Este artigo se tornou o base do estudo moderno do autismo, já que quase todos os aspectos básicos incluídos no artigo foram amplamente confirmados por outros pesquisadores e foi uma das bases em que se baseiam os estudos mais modernos do autismo..

Leo Kanner descreveu o transtorno autista como "Falta de contato com as pessoas, auto-absorção e solidão emocional. Ele não foi o primeiro médico ou psiquiatra a perceber os sintomas, mas foi o primeiro a diferenciá-los da esquizofrenia..

Fato curioso antes do citado artigo é o fato de que quase simultaneamente ao mesmo, Hans Asperger, Psiquiatra e pediatra austríaco, publicou em 1944 o artigo Die Autistischen Psychopathen, baseado na observação de quatro crianças com características semelhantes: distúrbios motores e sociais graves, embora aparentemente boas habilidades verbais (descritos como pequenos professores), entre outros, que diferiam significativamente de aqueles descritos por Kanner.

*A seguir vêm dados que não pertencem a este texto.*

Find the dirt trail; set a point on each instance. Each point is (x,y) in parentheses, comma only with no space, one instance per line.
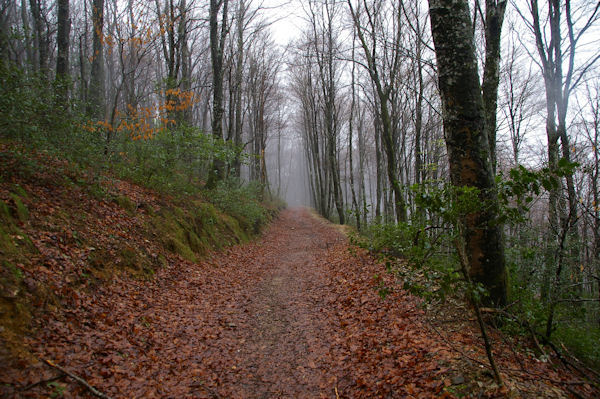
(294,315)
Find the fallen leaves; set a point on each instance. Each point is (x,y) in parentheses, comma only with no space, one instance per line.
(292,315)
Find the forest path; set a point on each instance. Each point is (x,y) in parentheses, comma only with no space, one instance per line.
(293,315)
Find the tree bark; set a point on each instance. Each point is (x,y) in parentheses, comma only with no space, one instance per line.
(467,142)
(217,45)
(494,18)
(96,97)
(62,58)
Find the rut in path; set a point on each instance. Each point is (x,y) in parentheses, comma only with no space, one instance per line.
(294,315)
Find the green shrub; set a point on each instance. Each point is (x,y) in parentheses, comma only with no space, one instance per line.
(243,202)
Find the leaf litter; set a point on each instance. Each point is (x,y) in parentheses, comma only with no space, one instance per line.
(295,314)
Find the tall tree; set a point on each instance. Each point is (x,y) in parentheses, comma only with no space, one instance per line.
(96,98)
(218,34)
(467,141)
(383,62)
(494,18)
(62,58)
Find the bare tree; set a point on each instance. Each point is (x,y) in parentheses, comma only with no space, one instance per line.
(218,34)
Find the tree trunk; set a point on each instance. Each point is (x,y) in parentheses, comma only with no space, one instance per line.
(494,17)
(217,44)
(62,58)
(96,97)
(467,142)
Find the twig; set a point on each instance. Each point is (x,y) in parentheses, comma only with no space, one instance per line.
(454,348)
(35,384)
(78,379)
(464,263)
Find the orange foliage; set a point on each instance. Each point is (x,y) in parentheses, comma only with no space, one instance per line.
(146,122)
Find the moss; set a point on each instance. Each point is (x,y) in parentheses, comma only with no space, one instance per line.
(21,211)
(20,191)
(7,245)
(178,247)
(126,203)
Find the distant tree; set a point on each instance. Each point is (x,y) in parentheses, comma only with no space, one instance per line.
(96,98)
(63,43)
(218,34)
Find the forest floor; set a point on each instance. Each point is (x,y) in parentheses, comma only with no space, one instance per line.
(295,314)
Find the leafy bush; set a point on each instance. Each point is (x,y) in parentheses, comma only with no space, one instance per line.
(243,202)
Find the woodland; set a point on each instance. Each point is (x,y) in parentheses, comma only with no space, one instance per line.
(448,148)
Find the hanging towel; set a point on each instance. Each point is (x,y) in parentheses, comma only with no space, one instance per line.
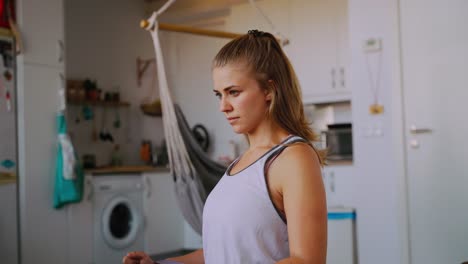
(69,175)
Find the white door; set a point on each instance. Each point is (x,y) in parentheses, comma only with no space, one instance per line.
(434,37)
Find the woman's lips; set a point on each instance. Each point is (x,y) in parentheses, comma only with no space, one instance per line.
(232,119)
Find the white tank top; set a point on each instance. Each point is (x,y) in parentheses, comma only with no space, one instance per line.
(240,222)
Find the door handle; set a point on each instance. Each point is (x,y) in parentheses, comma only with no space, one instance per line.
(415,130)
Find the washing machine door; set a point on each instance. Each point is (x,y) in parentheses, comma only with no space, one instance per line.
(121,221)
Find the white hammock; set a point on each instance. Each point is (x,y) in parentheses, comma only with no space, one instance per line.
(192,182)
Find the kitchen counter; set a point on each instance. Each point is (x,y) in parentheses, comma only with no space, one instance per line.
(125,169)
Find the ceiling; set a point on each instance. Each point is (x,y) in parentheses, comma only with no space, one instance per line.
(194,11)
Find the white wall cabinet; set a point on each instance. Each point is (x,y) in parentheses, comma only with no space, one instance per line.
(319,49)
(339,182)
(42,29)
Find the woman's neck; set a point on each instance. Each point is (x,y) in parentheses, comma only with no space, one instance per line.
(266,136)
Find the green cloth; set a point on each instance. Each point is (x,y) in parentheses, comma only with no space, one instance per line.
(66,191)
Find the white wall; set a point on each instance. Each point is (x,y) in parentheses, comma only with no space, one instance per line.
(103,41)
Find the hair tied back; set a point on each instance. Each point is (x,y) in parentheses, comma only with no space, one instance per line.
(256,33)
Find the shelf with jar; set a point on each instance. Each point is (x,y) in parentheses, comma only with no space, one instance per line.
(86,92)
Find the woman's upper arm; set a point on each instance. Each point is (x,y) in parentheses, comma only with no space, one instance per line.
(304,202)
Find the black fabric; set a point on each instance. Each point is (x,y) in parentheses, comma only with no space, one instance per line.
(207,170)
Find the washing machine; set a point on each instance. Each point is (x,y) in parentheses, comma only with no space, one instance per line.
(118,217)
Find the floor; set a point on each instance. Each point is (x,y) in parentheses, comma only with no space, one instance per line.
(171,254)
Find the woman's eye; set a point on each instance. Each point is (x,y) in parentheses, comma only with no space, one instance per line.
(233,92)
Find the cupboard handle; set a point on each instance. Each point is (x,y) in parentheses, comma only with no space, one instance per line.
(342,75)
(416,130)
(61,50)
(148,186)
(333,78)
(332,181)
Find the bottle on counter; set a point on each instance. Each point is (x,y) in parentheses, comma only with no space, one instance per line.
(116,156)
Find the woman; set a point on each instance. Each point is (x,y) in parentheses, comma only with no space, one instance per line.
(270,206)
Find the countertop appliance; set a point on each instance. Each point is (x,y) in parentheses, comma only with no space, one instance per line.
(339,141)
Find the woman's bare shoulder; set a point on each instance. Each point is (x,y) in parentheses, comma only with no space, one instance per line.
(298,159)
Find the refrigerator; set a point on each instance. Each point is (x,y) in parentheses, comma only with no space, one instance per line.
(9,219)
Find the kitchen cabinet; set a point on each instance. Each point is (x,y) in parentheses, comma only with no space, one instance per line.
(37,108)
(42,28)
(340,185)
(164,223)
(319,49)
(80,232)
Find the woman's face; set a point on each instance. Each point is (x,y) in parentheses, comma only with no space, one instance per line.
(241,99)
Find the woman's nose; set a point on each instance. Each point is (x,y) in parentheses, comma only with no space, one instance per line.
(224,105)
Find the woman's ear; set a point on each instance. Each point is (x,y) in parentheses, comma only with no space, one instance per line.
(271,89)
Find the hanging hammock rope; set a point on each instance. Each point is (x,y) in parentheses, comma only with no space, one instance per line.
(193,172)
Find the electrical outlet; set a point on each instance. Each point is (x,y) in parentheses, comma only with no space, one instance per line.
(372,45)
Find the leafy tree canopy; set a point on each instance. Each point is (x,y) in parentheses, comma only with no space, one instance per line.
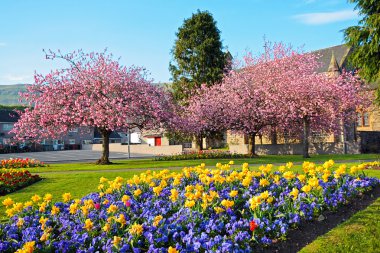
(197,56)
(365,39)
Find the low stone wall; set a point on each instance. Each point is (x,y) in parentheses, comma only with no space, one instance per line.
(144,149)
(369,141)
(296,149)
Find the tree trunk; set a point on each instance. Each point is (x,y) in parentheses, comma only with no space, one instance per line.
(199,142)
(251,145)
(273,135)
(306,133)
(106,147)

Por ter sido publicado na língua alemã, ao contrário do artigo de Kanner, permaneceu praticamente desconhecido até 1991, quando foi traduzido para o inglês pela psiquiatra inglesa Lorna Wing, que substitui o termo psicopatia autista por síndrome de Asperger.

Outro fato que chama a atenção é que na década de 1950 na Europa a existência da síndrome foi confirmada após a publicação das obras de van Krevelen na Holanda (5) e de Stern na França (6).

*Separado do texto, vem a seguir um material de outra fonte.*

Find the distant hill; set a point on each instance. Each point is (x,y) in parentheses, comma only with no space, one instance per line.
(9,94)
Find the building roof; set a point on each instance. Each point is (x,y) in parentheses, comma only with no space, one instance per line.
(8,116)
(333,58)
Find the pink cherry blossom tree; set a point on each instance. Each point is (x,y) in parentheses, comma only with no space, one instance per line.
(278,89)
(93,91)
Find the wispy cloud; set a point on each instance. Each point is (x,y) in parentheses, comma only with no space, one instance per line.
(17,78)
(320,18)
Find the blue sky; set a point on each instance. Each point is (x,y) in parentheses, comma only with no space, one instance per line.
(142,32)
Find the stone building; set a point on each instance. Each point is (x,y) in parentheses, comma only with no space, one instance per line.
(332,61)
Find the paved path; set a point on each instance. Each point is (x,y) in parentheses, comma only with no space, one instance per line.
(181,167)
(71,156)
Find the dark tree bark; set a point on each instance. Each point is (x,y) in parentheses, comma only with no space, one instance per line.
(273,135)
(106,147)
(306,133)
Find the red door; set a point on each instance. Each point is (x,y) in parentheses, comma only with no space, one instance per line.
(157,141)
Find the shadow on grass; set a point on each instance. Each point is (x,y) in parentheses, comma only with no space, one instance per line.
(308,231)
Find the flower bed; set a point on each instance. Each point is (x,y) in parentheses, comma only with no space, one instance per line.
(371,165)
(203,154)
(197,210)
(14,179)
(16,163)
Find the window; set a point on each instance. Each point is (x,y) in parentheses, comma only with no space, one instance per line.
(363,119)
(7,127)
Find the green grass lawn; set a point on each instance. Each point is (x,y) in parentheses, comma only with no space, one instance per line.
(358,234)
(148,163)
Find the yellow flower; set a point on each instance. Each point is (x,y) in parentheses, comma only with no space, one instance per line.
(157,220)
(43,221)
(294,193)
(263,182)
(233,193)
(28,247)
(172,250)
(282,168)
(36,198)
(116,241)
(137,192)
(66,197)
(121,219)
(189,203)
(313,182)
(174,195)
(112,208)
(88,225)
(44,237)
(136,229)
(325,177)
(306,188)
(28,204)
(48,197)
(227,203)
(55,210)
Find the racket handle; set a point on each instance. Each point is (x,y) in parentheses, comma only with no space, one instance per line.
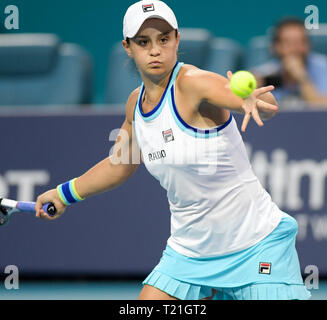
(48,208)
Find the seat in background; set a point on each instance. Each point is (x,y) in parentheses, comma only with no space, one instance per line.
(258,51)
(38,69)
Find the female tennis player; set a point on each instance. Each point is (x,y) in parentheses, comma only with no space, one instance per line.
(228,239)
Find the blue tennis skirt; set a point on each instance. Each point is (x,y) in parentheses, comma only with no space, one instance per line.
(268,270)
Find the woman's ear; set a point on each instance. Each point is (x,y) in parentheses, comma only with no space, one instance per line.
(127,48)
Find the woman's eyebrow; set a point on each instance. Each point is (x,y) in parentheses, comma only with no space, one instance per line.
(146,37)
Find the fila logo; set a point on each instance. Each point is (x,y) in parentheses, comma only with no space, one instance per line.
(264,267)
(157,155)
(148,7)
(168,135)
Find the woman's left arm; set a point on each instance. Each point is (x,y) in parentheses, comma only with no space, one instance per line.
(215,89)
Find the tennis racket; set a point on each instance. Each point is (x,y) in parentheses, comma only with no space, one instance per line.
(8,207)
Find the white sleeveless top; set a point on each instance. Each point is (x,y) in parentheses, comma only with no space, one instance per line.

No entanto, as avaliações feitas a esse respeito tiveram a delimitação de que o autismo era como uma doença "sui generis", enquanto no continente americano o hábito de diluir o conceito original foi ampliado por incorporar interpretações e conceituações heterogêneas..

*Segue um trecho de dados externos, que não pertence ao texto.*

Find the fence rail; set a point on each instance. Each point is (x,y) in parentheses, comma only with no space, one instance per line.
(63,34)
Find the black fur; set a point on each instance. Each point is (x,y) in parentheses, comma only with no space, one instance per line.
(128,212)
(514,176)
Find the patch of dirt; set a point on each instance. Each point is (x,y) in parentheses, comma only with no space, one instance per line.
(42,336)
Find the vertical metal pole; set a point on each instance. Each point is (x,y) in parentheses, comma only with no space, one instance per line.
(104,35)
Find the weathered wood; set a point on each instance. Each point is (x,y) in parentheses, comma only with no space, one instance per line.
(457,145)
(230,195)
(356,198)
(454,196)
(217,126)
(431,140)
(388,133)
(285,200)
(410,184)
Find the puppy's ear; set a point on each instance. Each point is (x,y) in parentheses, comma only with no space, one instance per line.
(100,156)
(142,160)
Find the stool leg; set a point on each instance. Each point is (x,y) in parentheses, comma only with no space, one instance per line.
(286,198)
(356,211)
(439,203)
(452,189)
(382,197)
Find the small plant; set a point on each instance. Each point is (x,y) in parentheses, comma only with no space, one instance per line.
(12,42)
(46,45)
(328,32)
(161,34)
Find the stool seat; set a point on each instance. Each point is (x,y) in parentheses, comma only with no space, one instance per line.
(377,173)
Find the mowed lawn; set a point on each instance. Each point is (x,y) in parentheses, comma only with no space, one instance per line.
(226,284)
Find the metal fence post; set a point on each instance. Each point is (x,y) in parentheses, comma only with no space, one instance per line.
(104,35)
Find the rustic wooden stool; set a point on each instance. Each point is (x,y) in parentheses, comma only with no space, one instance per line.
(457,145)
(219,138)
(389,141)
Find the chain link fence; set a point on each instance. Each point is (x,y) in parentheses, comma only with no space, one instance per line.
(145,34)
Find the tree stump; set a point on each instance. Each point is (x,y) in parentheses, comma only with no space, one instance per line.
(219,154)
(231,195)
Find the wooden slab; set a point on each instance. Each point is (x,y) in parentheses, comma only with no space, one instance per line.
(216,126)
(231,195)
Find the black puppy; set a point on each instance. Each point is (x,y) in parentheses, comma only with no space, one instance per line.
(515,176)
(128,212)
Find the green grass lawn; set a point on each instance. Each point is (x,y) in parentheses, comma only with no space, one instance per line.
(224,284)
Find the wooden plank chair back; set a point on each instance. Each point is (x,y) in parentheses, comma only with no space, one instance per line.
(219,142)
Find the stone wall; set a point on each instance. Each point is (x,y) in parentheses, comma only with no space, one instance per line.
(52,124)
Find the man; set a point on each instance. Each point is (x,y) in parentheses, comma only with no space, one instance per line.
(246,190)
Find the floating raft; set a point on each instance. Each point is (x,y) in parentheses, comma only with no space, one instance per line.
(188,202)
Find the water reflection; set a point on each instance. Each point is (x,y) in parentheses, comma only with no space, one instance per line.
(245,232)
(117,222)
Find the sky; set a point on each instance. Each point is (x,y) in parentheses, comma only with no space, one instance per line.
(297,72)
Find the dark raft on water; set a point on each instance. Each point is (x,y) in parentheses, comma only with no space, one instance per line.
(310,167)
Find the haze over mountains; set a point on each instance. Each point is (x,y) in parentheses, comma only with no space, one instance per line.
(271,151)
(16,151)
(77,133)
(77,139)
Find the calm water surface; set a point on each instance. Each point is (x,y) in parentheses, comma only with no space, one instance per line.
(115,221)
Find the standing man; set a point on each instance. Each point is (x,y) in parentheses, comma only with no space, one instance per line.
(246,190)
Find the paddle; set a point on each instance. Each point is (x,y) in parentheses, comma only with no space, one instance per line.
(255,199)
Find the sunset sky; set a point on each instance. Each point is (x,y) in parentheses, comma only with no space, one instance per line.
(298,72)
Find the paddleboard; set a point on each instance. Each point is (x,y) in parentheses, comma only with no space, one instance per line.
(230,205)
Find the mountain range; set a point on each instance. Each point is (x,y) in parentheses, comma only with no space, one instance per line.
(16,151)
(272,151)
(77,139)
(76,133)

Crianças com retardo mental associado a algum sintoma raro foram diagnosticadas como autistas, mas acima de tudo foi ampliado o ponto de vista de que o autismo dependia exclusivamente de determinantes emocionais ligados ao vínculo materno.

Kanner se escandalizou e satirizou a tendência de considerar “por decreto” que o destino de um bebê era determinado exclusivamente pelo que acontece dentro e ao redor do recém-nascido (7)..

Essa posição o levou a escrever, já em 1950, o livro intitulado: “Em defesa das mães. Como educar crianças apesar dos psicólogos mais invejosos ".

Kanner morreu em Skyesville, Marylando, em 3 de abril de 1981. Hoje ele é considerado o pai autismo, o profissional que lançou as bases para tratar o Transtorno do espectro do autismo como um transtorno, não como uma deficiência ou insanidade.

Referências

  • (1) Kanner L. A concepção de todos e partes no autismo infantil precoce. Am J Psychiatry 1951; 108: 23-6.
  • (2) van Krevelen DA. Autismo infantil precoce. Acta Paedopsychiatr 1952; 91: 81-97.
  • (3) Stern, E. A propos d'un cas d'autisme chez un jeune enfant. Arch Fr Pediatr 1952; 9: 157-64.
  • (4) Bird D. Dr. Leo Kanner 86, Psicólogo Infantil. New York Times, 1981; 7 de abril.
  • (5) van Krevelen DA. Autismo infantil precoce. Acta Paedopsychiatr 1952; 91: 81-97.
  • (6) Stern, E. A propos d'un cas d'autisme chez un jeune enfant. Arch Fr Pediatr 1952; 9: 157-64.
  • (7) Kanner L. Em que medida o autismo infantil inicial é determinado por inadequações constitucionais? Res Publ Assoc Res Nerv Ment Dis 1954; 33: 378-85.